Antibiotic resistance could be the biggest health crisis of this century

University of Tartu (UT) researchers recently wrapped up a three-year study on the use of antibiotics and antibiotic resistance in human and veterinary medicine, as well as the spread of antibiotic residues in the environment. The day when medicine no longer finds enough help from antibiotics may be just around the corner, says professor Tanel Tenson in an interview.

This interview was originally conducted in Estonian for the Universitas Tartuensis magazine, and has been lightly edited for clarity.

This summer saw the completion of a significant three-year research study entitled “Routes for development and spread of antibiotic resistance and resistance containment measures”, led by UT professor of technology of antimicrobial compounds, Tanel Tenson. He says that although bacterial antibiotic resistance in Estonia is lower than the EU average, it is still a cause for concern.

Professor Tanel Tenson; photo by Andres Tennus.

In human medicine, doctors are very careful not to overprescribe antibiotics.

For the most part, this is the case, but there are shortcomings. Similarly, if antibiotics are used in livestock farming, their harmful effects will reach humans decades later. It is a long process.

Why are cattle and chickens fed antibiotics?

First of all, to treat them, just like in humans. Unfortunately, we suspect it is also sometimes used to prevent disease, even though it is officially banned. 

The chickens are cramped in small cages, and they all get some antibiotics?

There is the temptation, yes. The larger the flocks, the more animals are kept together, the faster infectious diseases spread. In pig farming, in cattle farming – antibiotics are used everywhere. The question is how to make diseases spread less on the farm. There are many risk factors.

In the European Union, antibiotics are only allowed in livestock farming for therapeutic purposes.

So you should not give each chicken a drop of antibiotics as a preventive measure?

No. It may be interesting to know that animals will grow faster if you give them antibiotics below the therapeutic concentration. Nobody can explain it very well, but this property of antibiotics was discovered quite soon after they were introduced – animals started to grow faster.

Could this also be the cause of the human obesity epidemic?

To some extent, certainly. Several major studies around the world have linked childhood obesity to antibiotic use.

So, if you want to raise a chubbier pig, mix a small dose of antibiotics into the feed, and there you have it?

Yes. This was already noticed back in the 1950s.

While in Europe, antibiotics are only allowed to be used in animals for therapeutic purposes; in the US, they can also be used for faster fattening?

Unfortunately so. Regulations and practices vary widely from country to country. The presidency of Donald Trump gave a very serious setback. “What antibiotic resistance”, he said, “stop bullying farmers!”

Antibiotics. Photo by Diana Polekhina on Unsplash.

Why are we talking about antibiotic resistance leading to a crisis?

The problem is that our diseases will no longer be curable. We are not getting enough new antibiotics. Most antibiotics date back to the 1940s–1960s, and very few have been developed since then.


There are several reasons. The first reason why antibiotics stopped being developed was that there was a feeling that we had everything.

The world was finally complete?

With other medicines, such as cancer drugs, there is no problem with resistance spreading from one person to another.

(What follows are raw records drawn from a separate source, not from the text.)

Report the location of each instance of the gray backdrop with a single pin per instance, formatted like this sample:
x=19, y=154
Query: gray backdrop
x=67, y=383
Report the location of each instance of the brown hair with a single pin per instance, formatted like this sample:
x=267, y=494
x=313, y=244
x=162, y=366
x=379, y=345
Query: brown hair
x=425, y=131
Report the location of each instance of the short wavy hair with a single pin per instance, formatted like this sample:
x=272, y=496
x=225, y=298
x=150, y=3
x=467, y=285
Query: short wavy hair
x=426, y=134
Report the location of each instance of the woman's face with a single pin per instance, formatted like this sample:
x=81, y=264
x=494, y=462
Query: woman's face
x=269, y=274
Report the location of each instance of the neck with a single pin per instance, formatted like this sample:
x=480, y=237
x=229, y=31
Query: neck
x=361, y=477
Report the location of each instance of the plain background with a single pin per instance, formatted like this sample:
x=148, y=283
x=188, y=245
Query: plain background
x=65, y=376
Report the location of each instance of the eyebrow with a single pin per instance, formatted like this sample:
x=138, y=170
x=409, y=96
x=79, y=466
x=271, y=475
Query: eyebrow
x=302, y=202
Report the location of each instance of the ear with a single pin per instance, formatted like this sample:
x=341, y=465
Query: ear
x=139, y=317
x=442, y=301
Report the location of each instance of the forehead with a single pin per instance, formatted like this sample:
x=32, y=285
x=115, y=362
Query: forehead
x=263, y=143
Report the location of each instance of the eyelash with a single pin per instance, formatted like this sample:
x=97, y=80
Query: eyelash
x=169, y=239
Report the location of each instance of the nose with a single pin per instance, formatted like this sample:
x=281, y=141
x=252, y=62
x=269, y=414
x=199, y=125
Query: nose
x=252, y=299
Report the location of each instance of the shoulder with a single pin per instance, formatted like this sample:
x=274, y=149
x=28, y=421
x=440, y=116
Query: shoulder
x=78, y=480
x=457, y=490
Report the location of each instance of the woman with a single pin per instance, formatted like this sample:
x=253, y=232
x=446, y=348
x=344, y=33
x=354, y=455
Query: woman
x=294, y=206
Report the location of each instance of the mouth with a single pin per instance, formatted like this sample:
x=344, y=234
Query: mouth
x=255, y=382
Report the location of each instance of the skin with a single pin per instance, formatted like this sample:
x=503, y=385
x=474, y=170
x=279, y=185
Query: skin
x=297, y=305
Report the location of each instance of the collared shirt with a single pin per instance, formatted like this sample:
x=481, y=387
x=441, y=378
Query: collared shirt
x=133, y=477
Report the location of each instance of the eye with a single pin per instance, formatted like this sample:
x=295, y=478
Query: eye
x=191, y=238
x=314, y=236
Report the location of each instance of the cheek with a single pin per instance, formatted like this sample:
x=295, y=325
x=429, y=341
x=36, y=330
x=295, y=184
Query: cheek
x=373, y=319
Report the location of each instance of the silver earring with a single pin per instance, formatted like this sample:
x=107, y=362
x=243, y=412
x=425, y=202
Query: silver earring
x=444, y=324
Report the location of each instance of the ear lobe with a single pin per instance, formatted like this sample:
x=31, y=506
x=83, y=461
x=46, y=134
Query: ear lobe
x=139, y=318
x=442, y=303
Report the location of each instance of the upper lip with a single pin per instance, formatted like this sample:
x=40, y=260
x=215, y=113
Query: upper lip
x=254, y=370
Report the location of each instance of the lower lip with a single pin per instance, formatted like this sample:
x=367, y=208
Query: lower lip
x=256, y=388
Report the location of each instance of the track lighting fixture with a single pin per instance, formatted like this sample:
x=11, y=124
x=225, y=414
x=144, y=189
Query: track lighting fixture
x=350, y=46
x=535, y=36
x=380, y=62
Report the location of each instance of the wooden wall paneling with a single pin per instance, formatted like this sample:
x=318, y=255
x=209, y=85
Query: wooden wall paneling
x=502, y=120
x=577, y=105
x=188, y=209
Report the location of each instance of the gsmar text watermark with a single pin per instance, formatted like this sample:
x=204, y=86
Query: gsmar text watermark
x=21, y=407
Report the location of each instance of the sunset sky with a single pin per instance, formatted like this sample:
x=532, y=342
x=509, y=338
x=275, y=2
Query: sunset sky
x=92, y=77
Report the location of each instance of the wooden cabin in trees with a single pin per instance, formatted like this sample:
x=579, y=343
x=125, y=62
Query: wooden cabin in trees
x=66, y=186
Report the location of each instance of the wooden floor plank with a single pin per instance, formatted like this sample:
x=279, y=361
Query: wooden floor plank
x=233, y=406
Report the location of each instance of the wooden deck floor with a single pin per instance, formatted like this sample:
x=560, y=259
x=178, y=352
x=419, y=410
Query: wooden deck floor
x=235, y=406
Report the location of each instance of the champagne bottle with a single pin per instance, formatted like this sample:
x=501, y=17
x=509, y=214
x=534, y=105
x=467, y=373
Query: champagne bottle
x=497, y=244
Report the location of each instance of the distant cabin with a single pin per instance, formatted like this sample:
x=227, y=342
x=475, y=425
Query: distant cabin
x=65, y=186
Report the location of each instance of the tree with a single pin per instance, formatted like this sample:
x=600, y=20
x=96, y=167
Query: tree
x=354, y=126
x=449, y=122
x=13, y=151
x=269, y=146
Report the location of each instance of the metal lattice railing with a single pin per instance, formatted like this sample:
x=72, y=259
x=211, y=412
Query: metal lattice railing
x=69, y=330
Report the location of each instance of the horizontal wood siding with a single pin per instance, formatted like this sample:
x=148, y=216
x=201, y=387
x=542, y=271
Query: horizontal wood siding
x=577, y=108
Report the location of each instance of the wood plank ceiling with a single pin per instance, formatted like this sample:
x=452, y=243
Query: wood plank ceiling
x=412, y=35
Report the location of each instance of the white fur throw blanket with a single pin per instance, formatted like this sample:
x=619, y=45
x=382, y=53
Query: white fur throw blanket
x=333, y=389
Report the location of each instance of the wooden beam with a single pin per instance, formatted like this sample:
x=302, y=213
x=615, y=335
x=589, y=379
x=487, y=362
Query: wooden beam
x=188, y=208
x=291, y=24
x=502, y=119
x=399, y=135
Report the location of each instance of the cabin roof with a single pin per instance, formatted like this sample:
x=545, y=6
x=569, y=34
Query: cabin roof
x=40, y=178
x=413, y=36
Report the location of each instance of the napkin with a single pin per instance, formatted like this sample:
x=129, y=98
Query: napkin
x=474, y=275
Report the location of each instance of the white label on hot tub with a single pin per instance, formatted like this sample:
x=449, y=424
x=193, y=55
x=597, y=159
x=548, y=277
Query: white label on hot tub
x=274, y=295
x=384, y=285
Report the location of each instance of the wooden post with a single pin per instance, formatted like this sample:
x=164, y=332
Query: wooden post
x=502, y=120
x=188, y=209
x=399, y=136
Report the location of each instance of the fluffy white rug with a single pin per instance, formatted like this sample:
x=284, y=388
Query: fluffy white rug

What happened with antibiotics was that resistance developed and started to spread rapidly.

So, in case of antibiotic resistance, new germs emerge that do not bat an eye to antibiotic treatment, so the disease keeps spreading?

That is right. These germs will keep growing. The problem is that the pharmaceutical industry is not interested in developing something that cures, but rather drugs that alleviate chronic diseases. Their main revenue comes from alleviating chronic diseases.

Blood pressure drugs…

…psychiatric medicines. People keep on taking them. For antibiotics, the health insurance funds have not been willing to pay very large sums of money; there has been the principle of preferring what is cheaper. It is not profitable for pharmaceutical companies to develop antibiotics. Business models should be different.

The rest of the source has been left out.